Thermostats, TRC and Our Elevator SpeechPosted Mar 15, 2018 by Ryan Kiscaden
But what is it that you do?
Most of us have had the experience asking that question (mentally) of someone who just spent five minutes describing themselves and their company, yet the precise definition of the person’s duties or the company’s purpose remained hazy.
Thermostat Recycling Corp. is fortunate that I can distill what we do and explain our mission in a simple sentence: We keep mercury out of the waste stream to protect the environment.
Recently, I had the privilege of writing a somewhat lengthy article that appeared in Strategies magazine, an official publication of the Association of Energy Services Professionals. The article provided an overview of TRC and, more importantly, our efforts to remove mercury containing thermostats. Writing the article provided me with moments to mull over the merits of our previous efforts, reflect on current activities and peer into what the future holds. It’s the tripod of planning that all good business people and forward-looking companies pursue as they embrace anticipated challenges.
I wanted to provide some highlights —the what and how we do it — of the Strategies article, because it will give a more nuanced answer to the question: What do you do?
- It’s the law. The first efforts to recycle mercury containing thermostats started with the passage of the Resource Conservation and Recovery Act (RCRA), Oct. 21, 1976. It was our nation's primary law governing the disposal of solid and hazardous waste. The law’s intent was largely to address the increasing problems the nation faced from a growing volume of municipal and industrial waste. Along with RCRA, the Mercury Export Ban Act of 2008 required a reduction in the use of mercury in products and prohibited the reintroduction of mercury back into commerce. This in effect eliminated the market for mercury containing products such as mercury thermostats, even though their product life cycle was well in decline. This places TRC under government legislation which we must consider in our efforts and to ensure that we remind individuals who conduct thermostat replacements that they operate under a legislative umbrella with financial and liability issues lurking in the background.
- Expanding our collection players. While HVAC contractors and wholesalers were our entry points for the collection process, we realized that hazardous waste collection sites and thermostat retailers could be valuable partners. It has proven to be true.

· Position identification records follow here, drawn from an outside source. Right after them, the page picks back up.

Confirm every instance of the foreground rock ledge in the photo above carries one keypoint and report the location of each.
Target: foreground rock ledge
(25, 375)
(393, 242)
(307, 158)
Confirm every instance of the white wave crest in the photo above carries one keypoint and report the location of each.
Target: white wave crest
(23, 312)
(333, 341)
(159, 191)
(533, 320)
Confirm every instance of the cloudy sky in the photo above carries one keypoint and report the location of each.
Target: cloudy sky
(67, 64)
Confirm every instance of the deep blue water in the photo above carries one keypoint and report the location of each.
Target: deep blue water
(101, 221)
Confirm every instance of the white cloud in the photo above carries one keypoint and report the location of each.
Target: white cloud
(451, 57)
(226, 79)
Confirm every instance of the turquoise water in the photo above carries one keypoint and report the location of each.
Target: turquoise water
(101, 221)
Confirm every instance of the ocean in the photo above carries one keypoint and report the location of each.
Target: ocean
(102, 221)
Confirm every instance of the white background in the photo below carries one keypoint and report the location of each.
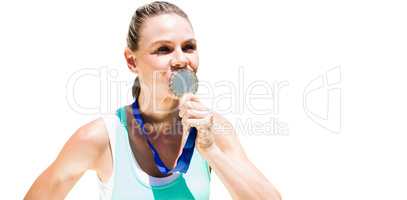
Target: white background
(360, 154)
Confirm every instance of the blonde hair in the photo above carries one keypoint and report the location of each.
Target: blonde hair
(137, 21)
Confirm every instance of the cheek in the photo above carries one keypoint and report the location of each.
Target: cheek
(194, 61)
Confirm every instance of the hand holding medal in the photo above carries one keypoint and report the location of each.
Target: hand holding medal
(184, 84)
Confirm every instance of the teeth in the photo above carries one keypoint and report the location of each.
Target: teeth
(182, 81)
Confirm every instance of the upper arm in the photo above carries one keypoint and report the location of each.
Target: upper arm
(79, 154)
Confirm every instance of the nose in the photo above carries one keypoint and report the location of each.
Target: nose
(179, 60)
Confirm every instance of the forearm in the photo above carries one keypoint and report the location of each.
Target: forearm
(240, 180)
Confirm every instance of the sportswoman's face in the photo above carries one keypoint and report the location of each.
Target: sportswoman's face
(167, 42)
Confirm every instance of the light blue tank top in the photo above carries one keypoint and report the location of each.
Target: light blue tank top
(128, 185)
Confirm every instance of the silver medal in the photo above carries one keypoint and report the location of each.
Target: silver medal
(183, 81)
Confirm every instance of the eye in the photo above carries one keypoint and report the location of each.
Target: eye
(163, 50)
(189, 48)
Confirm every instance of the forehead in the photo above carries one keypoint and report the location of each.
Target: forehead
(165, 27)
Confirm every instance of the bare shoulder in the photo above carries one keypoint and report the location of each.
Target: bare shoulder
(83, 149)
(93, 133)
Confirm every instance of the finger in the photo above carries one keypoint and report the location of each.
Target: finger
(195, 114)
(194, 105)
(198, 123)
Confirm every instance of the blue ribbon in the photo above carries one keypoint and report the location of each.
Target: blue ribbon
(187, 152)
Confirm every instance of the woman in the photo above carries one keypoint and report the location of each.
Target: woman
(126, 153)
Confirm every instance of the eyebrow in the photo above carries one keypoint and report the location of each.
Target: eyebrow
(168, 41)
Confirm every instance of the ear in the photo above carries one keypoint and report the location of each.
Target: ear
(130, 60)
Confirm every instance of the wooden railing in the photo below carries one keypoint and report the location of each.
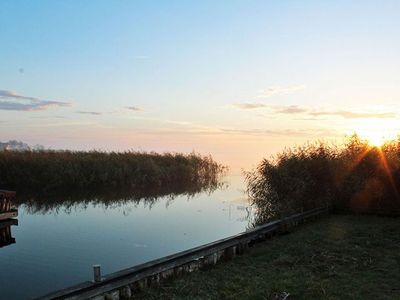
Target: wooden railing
(7, 210)
(125, 283)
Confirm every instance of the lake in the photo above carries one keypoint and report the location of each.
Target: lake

- Money & Liability. We have successfully used a rebate program to propel more activity, especially on the contractor side, and intend to retain this practice. Unfortunately, the cost to administer the program continues to rise as collections decline.
- The Smart Thermostat Impact. Falling prices for smart thermostats and utility rebates are more likely to convince homeowners to buy a new thermostat, a replacement that usually falls to a contractor. This is an outside force that was not a consideration when we started, and it is an unexpected benefit to our recycling efforts.
- It’s a Higher Imperative. After we take a timeout on the issues of legislation, mandates, legal exposure, rebates, contractors and supply chain challenges, there is a bottom-line, irrefutable mandate: We need to keep our environment safe. By adhering to that tenet, our contribution to a safe environment will survive long after we’ve recycled that very last mercury containing thermostat.
If you are unfamiliar with TRC, this blog has hopefully provided clear insight into our activities and mission. To those who already understand what we do and help participate in our mission, it’s always a commendable practice to provide a reminder that we’re still here and mission focused. This way, everyone understands what we do.